Akron and Summit County Land Bank interactive map lists lots for sale

The city and county land bank have teamed up to list properties for sale in Akron. The properties are still being loaded onto an interactive map hosted by software company Tolemi.

No one owns more empty lots in Akron than the city.

Based a review of county property records by the Beacon Journal, City Hall owns 1,341 empty lots in Akron — a figure the city says roughly matches its count. The Summit County Land Bank, formed in 2012 in response to the housing foreclosure crisis, owns another 572.

These 1,913 empty lots, appraised at $34.1 million, are worth more to the city than their taxable value.

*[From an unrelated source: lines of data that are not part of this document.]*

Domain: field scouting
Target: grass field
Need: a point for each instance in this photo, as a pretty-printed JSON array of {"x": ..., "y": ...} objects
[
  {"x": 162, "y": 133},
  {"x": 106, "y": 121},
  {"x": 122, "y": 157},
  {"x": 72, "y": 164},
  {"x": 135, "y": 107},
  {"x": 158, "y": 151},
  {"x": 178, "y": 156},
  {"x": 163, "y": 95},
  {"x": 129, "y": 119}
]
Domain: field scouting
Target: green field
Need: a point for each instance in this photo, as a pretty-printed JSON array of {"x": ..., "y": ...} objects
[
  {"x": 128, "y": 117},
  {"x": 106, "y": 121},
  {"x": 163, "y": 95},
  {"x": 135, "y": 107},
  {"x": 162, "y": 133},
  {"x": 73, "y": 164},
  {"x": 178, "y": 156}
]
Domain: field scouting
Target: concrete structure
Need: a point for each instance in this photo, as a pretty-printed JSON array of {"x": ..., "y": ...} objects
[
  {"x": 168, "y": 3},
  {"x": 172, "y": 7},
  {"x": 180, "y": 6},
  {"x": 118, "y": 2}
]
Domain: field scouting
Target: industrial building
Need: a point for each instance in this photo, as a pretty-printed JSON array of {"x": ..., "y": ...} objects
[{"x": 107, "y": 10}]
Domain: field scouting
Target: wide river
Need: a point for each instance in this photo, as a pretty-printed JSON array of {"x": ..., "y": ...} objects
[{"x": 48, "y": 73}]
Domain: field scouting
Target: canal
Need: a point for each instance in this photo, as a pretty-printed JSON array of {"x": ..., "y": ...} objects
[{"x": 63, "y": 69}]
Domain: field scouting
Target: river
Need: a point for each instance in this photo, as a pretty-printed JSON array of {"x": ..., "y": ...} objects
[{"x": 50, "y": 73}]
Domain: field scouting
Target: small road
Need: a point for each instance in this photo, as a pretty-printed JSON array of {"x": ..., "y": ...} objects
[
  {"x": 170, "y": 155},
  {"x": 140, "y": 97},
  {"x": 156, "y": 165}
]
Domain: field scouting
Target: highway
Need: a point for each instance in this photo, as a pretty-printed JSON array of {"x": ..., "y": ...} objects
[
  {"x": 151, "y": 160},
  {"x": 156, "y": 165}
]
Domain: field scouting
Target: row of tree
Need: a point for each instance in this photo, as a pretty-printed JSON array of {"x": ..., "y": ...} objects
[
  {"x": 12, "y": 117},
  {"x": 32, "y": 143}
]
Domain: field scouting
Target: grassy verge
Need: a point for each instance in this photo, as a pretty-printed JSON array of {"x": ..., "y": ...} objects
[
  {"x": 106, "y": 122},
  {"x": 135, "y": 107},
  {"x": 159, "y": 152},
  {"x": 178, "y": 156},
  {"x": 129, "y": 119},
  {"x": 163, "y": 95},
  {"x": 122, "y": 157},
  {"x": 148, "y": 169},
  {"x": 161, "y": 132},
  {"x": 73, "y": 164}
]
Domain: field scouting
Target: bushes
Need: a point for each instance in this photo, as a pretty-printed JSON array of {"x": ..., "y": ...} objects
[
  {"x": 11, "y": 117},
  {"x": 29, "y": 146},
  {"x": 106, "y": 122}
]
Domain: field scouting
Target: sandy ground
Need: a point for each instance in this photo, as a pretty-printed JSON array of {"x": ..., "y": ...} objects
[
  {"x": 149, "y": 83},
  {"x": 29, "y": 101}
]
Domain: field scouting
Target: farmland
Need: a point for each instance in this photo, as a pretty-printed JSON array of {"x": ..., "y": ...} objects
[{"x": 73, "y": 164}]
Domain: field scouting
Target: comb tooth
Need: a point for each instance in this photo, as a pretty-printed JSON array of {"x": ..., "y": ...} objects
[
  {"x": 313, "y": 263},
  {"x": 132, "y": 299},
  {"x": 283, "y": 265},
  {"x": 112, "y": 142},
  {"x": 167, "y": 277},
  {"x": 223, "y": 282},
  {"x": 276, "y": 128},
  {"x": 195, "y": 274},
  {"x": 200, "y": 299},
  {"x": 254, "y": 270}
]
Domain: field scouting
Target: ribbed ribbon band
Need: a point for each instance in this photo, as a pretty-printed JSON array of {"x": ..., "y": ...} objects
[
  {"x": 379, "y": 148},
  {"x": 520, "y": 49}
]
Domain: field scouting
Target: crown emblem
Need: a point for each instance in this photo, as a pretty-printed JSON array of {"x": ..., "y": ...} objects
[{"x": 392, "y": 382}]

If sold to responsible developers or neighbors or families who would build new homes on them, the lots could advance the city’s mission of equitable growth, using stable owner-occupied homes to help drive Akron’s population from 200,000 to 250,000 by 2050.

But as it stands, the city can’t get rid of these lots much faster than it gets new ones. With every home that is condemned, demolished, foreclosed on by banks and tax collectors or left on the public auction block, the portfolio of publicly owned and distressed properties grows.

It’s a problem that’s decades in the making but one that took off in 2005 at the beginning of local housing crisis, then accelerated with the ensuing foreclosures and demolitions. And now the city and the land bank have asked a tech company to help them return these dormant properties to productive use.